Ce dimanche 3 mai 2026, marquant la Journée internationale de la liberté de la presse à travers le monde, aucune activité officielle n’est prévue à Kindia, située à 135 kilomètres de la capitale Conakry. Cependant, le secrétaire général de l’antenne régionale du Syndicat des Professionnels de la Presse de Guinée (SPPG) à Kindia a accordé une interview à notre rédaction. Aboubacar Wayé Touré a dressé un constat préoccupant, tout en saluant le professionnalisme des journalistes de la cité des agrumes.
Cette journée intervient dans un contexte où certains journalistes du pays ont été victimes d’enlèvements ou d’agressions. Interrogé à ce sujet, Aboubacar Wayé Touré déplore une situation alarmante.《 Le tableau reste sombre dans notre pays. Les cas d’enlèvement et d’agression continuent, notamment à l’encontre des hommes de médias. Le SPPG n’a cessé de dénoncer ces faits. Ce 3 mai est donc une occasion supplémentaire pour interpeller les autorités afin qu’elles œuvrent à la libération de nos confrères. Nous avons entendu certaines déclarations officielles évoquant des efforts, mais nous attendons des résultats concrets. Prenons le cas de Marwane : cela fait plus de deux ans qu’il a disparu en plein cœur de Conakry, enlevé selon plusieurs sources par des hommes en uniforme. D’autres cas restent également non élucidés. Pour nous, cette date n’est pas une fête, mais une journée d’interpellation. 》 A-t-il déclaré.

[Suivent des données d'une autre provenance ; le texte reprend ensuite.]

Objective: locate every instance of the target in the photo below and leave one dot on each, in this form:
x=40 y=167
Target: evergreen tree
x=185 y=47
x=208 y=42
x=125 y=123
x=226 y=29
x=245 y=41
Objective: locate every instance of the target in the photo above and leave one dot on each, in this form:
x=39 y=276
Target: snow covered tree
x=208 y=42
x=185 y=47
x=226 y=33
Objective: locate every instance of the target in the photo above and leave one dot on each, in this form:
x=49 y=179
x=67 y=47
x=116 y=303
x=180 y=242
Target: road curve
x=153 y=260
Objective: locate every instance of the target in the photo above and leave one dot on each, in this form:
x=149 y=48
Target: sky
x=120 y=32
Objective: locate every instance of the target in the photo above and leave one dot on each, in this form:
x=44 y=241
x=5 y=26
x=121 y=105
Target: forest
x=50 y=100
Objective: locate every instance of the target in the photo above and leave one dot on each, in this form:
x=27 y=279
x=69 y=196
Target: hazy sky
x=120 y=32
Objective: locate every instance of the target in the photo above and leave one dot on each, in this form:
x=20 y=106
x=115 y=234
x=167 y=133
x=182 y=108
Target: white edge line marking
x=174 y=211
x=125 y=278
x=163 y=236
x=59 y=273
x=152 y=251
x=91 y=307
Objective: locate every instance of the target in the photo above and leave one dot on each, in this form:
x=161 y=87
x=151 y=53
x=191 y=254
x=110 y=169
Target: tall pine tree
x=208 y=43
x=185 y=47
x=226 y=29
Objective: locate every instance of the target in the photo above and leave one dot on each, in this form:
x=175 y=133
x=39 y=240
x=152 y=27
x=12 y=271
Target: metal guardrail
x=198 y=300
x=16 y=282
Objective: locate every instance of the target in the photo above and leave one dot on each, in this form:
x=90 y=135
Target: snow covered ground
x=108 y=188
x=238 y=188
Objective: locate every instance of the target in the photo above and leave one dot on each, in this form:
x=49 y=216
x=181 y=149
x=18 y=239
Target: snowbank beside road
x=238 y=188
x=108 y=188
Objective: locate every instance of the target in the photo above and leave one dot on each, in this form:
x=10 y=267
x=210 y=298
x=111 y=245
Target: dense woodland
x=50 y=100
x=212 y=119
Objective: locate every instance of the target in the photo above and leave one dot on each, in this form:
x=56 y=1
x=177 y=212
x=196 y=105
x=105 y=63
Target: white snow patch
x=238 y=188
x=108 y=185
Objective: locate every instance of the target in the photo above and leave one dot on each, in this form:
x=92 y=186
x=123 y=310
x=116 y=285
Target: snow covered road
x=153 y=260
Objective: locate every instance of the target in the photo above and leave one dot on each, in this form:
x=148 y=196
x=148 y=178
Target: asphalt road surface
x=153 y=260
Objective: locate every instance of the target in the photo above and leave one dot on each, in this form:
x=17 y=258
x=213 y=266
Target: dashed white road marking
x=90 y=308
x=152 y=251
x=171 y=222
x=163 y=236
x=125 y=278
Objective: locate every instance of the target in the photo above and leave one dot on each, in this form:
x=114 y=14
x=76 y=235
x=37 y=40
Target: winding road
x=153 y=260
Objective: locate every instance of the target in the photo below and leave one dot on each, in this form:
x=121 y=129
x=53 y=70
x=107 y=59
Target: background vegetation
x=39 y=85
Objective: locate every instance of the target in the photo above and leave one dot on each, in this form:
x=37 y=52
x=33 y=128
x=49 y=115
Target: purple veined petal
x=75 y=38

À Kindia, le responsable syndical salue toutefois la qualité du travail des journalistes. 《 Ce n’est pas pour lancer des fleurs aux journalistes de Kindia, mais presque toutes les missions qui passent ici saluent la qualité du travail abattu. Je les félicite, car malgré des conditions difficiles, ils restent attachés aux principes du métier. J’en appelle également aux patrons de médias à œuvrer pour la signature de contrats de travail et à offrir des salaires décents aux journalistes et techniciens qui fournissent un travail énorme au quotidien dans les radios, télévisions et sites d’information. 》A-t-il ajouté.
Poursuivant, il appelle les journalistes à plus de responsabilité, notamment en cette période électorale en République de Guinée. 《 À l’occasion de cette journée internationale de la liberté de la presse, nous nous acheminons vers les élections législatives et communales. Les deux premières élections se sont déroulées dans de très bonnes conditions. J’appelle donc les hommes de médias à s’inscrire dans le même état d’esprit, à faire preuve de professionnalisme en accompagnant les candidats et les administrateurs afin que ces élections se tiennent dans un climat apaisé. Nous, hommes de médias, n’avons rien à gagner sans la quiétude à Kindia et en Guinée. 》A-t-il conclu.